In the 1980s, audiences were moving toward the multiplexes and Oak Cliff had the Redbird Cinemas which were doing decent business siphoning business away from the Wynnewood. In the summer of 1983, the Wynnewood became a dollar house and closed quietly with second-runs of “The Twilight Zone” and splitting “The Verdict” and “Star Chamber” on Sept. 28, 1983. The move came at the same time UA was breaking ground for an 8-screen house across the street from the Redbird Mall several miles south of the Wynnewood. A 32-year run for the R&R/UA circuit was pretty good. UA’s presence continued with the South opening May 23, 1984.

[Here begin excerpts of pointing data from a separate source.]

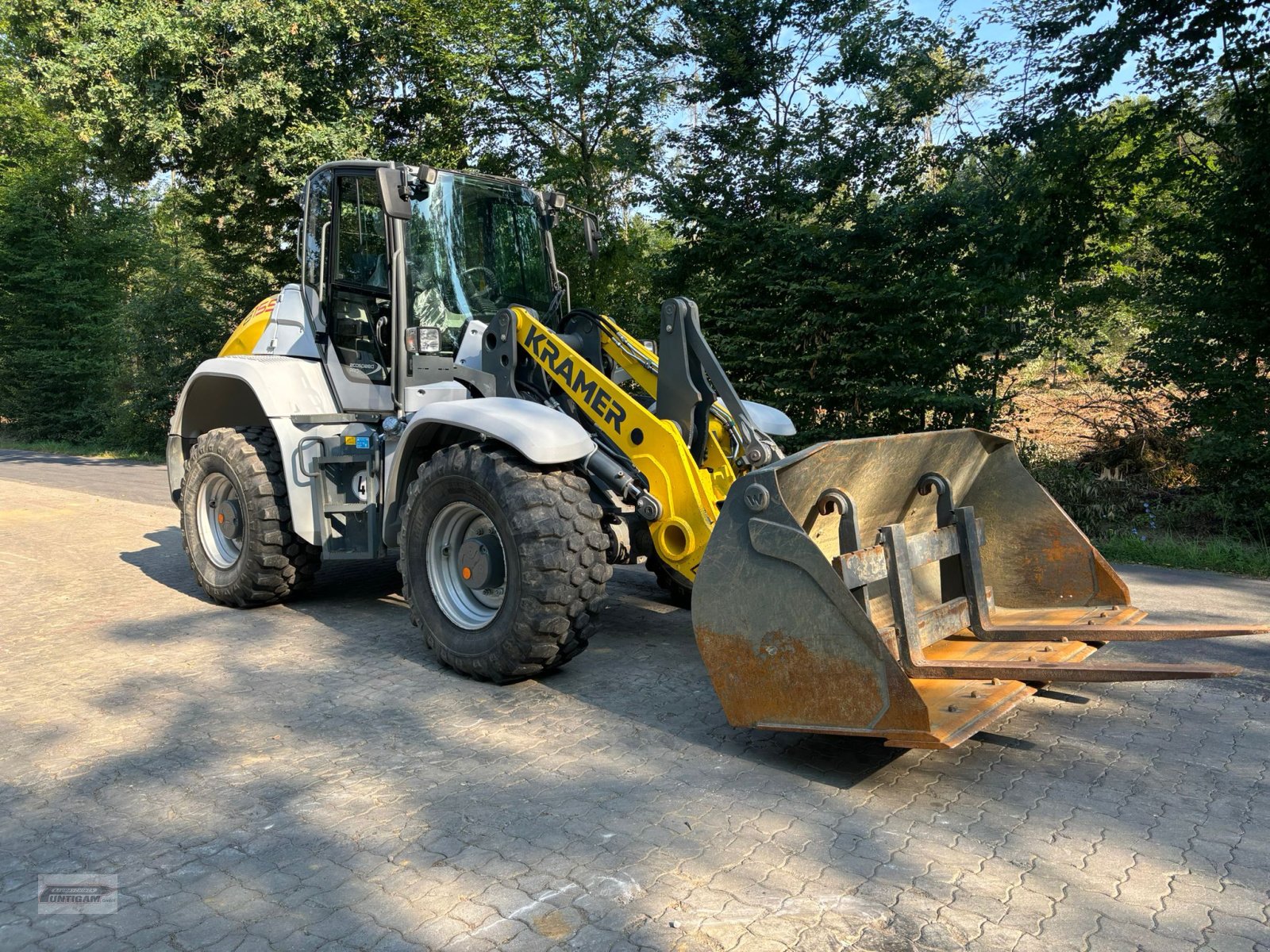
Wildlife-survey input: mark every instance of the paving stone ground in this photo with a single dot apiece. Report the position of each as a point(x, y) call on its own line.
point(308, 777)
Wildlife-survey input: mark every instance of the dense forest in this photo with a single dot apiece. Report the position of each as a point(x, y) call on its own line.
point(891, 213)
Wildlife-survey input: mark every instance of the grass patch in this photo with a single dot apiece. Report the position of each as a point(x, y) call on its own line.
point(63, 448)
point(1219, 555)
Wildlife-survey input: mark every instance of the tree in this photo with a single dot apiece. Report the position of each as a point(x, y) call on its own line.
point(846, 276)
point(241, 99)
point(1208, 295)
point(67, 249)
point(575, 97)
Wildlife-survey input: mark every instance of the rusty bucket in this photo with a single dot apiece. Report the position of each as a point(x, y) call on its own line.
point(914, 588)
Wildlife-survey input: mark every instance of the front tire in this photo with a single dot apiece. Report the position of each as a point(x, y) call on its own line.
point(235, 520)
point(502, 562)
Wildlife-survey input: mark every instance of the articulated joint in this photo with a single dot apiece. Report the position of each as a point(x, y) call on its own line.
point(625, 484)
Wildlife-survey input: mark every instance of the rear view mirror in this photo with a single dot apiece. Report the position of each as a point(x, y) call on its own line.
point(591, 235)
point(423, 340)
point(395, 192)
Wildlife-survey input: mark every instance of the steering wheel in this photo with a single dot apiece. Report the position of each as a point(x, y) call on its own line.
point(492, 289)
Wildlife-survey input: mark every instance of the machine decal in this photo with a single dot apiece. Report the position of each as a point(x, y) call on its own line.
point(251, 329)
point(591, 390)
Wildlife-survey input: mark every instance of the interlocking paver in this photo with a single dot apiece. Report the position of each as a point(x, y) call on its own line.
point(306, 777)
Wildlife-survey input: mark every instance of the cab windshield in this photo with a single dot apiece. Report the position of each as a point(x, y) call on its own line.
point(473, 248)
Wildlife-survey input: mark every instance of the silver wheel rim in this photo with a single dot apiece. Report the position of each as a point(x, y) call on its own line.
point(219, 503)
point(468, 608)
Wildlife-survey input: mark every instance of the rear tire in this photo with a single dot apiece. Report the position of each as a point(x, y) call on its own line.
point(550, 546)
point(235, 520)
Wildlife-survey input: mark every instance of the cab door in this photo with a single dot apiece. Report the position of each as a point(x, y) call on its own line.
point(355, 286)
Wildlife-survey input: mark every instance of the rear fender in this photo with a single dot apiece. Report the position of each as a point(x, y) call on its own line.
point(539, 433)
point(256, 391)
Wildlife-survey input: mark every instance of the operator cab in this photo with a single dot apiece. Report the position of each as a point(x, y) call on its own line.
point(387, 249)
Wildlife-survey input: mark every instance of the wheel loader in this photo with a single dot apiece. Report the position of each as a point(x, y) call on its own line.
point(429, 390)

UA either subleased or operated under its art/adult nameplate with the Wynnewood re-opening trying adult fare for a brief period and playing Caligula in May of 1984. Jerry Moore Investments purchased the Wynnewood Theatre in Oak Cliff from United Artists in 1992. The Houston-based mall developer probably had grand plans and rumors abounded that a multiplex would rise in the Wynnewood and the Ward’s store when it went out of business. That never happened. The Wynnewood theater almost looked it was hoping that it would be bulldozed after sitting vacant for years. That day would come when it was excised from the shopping center in May of 1999 though would stand just a little bit longer than the UA presence in Oak Cliff which shuttered the UA South 8 in October 1998.

Don Eldredge
Don Eldredge on February 28, 2014 at 9:10 am

I saw Ben Hur on the giant Wynnewood screen. This was sometime in 1960, and already they were touting the opening of Windjammer in “Cinemiracle.” Ben Hur had previously played as a hard ticket film at the Tower, downtown.